|
Abstract
Many enterprise IT environments have databases (DBs) running over network-attached storage infrastructures (e.g., Storage Area Networks or SANs). The common practice in these settings is to have two separate teams of administrators, a DB team and a SAN team, to manage the respective subsystems. Each team is knowledgeable about and uses tools specific to its own subsystem, which makes it particularly hard to diagnose performance problems whose effects propagate across subsystems. We are developing a tool, called DIADS, that works in an integrated fashion across the DB and the SAN to diagnose the cause of query slowdowns—where the performance of a repeatedly-run DB query deteriorates over time—based on past and recent system monitoring data. This talk will describe two new features that we have added to DIADS.

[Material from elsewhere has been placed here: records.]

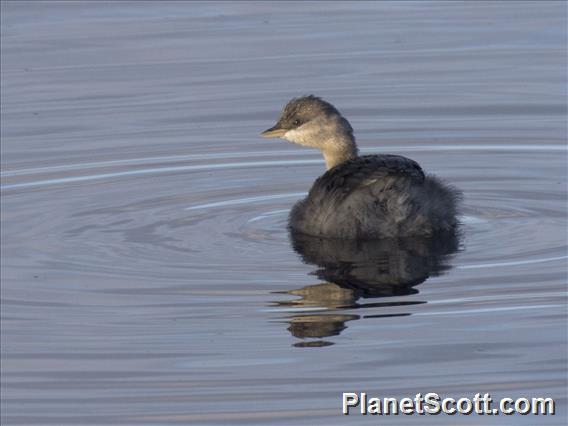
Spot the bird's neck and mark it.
[322,137,358,170]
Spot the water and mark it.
[2,1,567,425]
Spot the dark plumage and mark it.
[263,96,461,239]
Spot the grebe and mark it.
[261,95,461,239]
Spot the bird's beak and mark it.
[260,124,288,138]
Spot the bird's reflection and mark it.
[275,232,459,347]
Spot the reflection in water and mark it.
[276,232,459,347]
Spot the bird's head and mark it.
[261,95,354,151]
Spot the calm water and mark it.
[2,1,567,425]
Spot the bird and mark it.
[261,95,462,240]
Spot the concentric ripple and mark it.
[2,145,566,290]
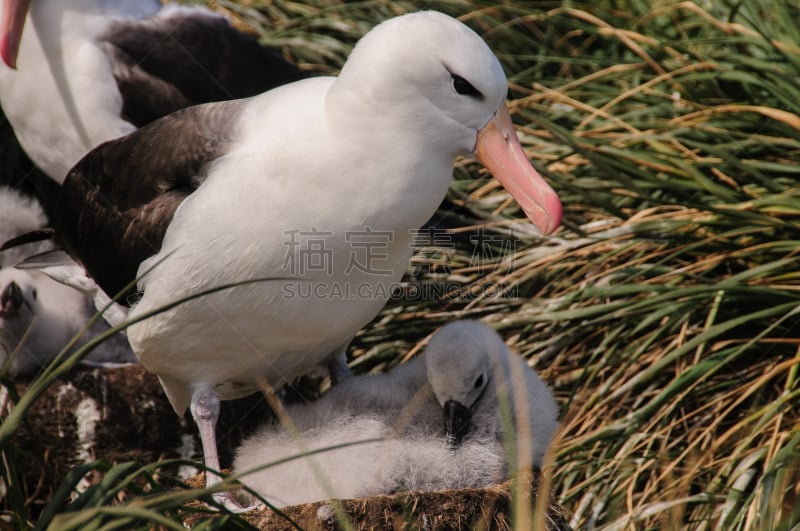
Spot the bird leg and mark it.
[190,386,253,512]
[327,341,353,385]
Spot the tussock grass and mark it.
[1,0,800,530]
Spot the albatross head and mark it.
[332,11,561,234]
[425,321,506,445]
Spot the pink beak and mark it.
[0,0,31,68]
[474,104,561,234]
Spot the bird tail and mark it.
[0,227,56,251]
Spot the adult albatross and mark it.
[0,0,305,183]
[50,12,561,508]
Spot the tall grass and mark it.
[0,0,800,530]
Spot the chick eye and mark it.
[451,74,483,98]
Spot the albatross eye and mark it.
[451,74,483,98]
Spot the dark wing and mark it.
[54,100,244,304]
[100,10,305,127]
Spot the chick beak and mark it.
[0,282,23,316]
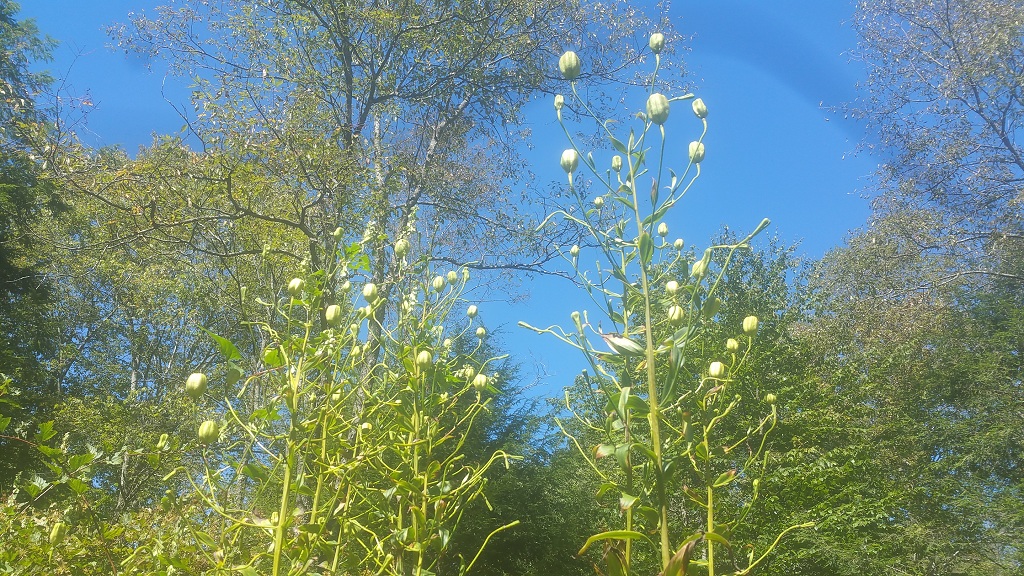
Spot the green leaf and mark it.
[200,328,242,362]
[577,530,654,556]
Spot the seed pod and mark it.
[693,98,708,120]
[558,50,580,81]
[362,282,380,303]
[416,351,433,370]
[185,372,207,400]
[690,141,703,164]
[647,32,665,54]
[324,304,341,328]
[647,92,669,126]
[50,522,68,546]
[708,361,725,378]
[394,238,412,258]
[743,316,758,336]
[561,148,580,174]
[199,420,220,445]
[669,304,686,326]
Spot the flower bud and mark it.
[394,238,412,258]
[743,316,758,336]
[185,372,207,400]
[669,304,686,326]
[324,304,341,328]
[647,32,665,54]
[693,98,708,120]
[647,92,669,126]
[561,148,580,174]
[50,522,68,546]
[708,361,725,378]
[558,50,580,81]
[199,420,220,445]
[690,141,703,164]
[362,282,380,303]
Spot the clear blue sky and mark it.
[20,0,877,390]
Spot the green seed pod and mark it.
[743,316,758,336]
[362,282,380,303]
[324,304,341,328]
[693,98,708,120]
[669,304,686,326]
[558,50,580,81]
[561,148,580,174]
[647,32,665,54]
[394,238,412,258]
[199,420,220,445]
[185,372,207,400]
[50,522,68,546]
[708,361,725,378]
[647,92,669,126]
[690,141,703,164]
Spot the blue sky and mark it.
[20,0,877,389]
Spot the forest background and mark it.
[0,0,1024,574]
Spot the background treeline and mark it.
[0,0,1024,575]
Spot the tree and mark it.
[852,0,1024,289]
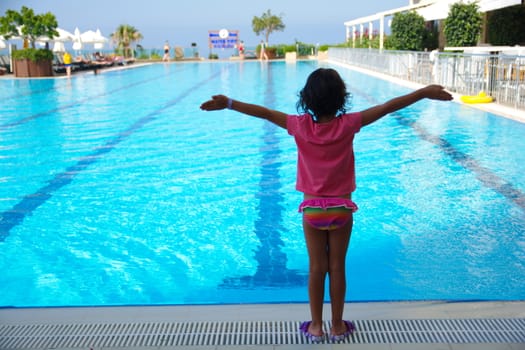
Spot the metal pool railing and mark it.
[328,48,525,110]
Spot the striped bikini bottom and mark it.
[299,197,357,230]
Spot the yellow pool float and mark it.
[460,91,493,103]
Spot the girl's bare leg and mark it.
[303,220,328,336]
[328,218,353,335]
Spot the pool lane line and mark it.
[0,66,178,131]
[219,65,308,289]
[352,89,525,211]
[0,71,222,242]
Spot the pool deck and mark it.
[0,301,525,350]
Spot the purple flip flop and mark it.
[299,321,324,343]
[330,320,355,343]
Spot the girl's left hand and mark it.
[201,95,228,111]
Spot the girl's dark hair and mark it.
[297,68,351,121]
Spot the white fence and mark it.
[328,48,525,110]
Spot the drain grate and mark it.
[0,319,525,350]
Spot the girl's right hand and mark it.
[201,95,228,111]
[422,85,453,101]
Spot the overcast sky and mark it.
[0,0,409,48]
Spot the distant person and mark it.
[239,40,244,59]
[62,51,73,77]
[260,40,268,60]
[201,68,452,342]
[162,41,170,62]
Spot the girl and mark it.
[201,68,452,341]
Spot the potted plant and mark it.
[0,6,58,77]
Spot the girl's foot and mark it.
[330,320,355,342]
[299,321,324,343]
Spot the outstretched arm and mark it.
[201,95,287,129]
[361,85,452,126]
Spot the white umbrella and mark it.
[53,41,66,52]
[80,29,108,49]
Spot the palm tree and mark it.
[252,10,285,44]
[111,24,143,57]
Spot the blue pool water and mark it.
[0,62,525,307]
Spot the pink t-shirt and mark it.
[286,112,361,197]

Given a query slowdown to be diagnosed, DIADS uses machine-learning techniques to identify relevant symptoms of the slowdown. Invariably, expert knowledge about the DB and SAN is required in order to pinpoint the root cause of the slowdown based on the detected symptoms. We have developed a declarative framework that makes the specification, usage, and maintenance of expert system knowledge for root-cause diagnosis both easy and efficient. We will describe our current implementation and evaluation of this framework, and also discuss future enhancements.
The DB query optimizer, which generates the execution plan for each query, uses a fairly sophisticated process based on data statistics, system settings, and workload properties. Changes to any of these parameters can trigger a change in the choice of execution plan for a repeatedly-run query. If DIADS notices a change of execution plan that correlates with a query slowdown, then it has to find out whether the plan change is a root cause of the slowdown or not. The talk will also describe our progress towards quantifying the impact of an observed change of execution plan on a query slowdown to be diagnosed.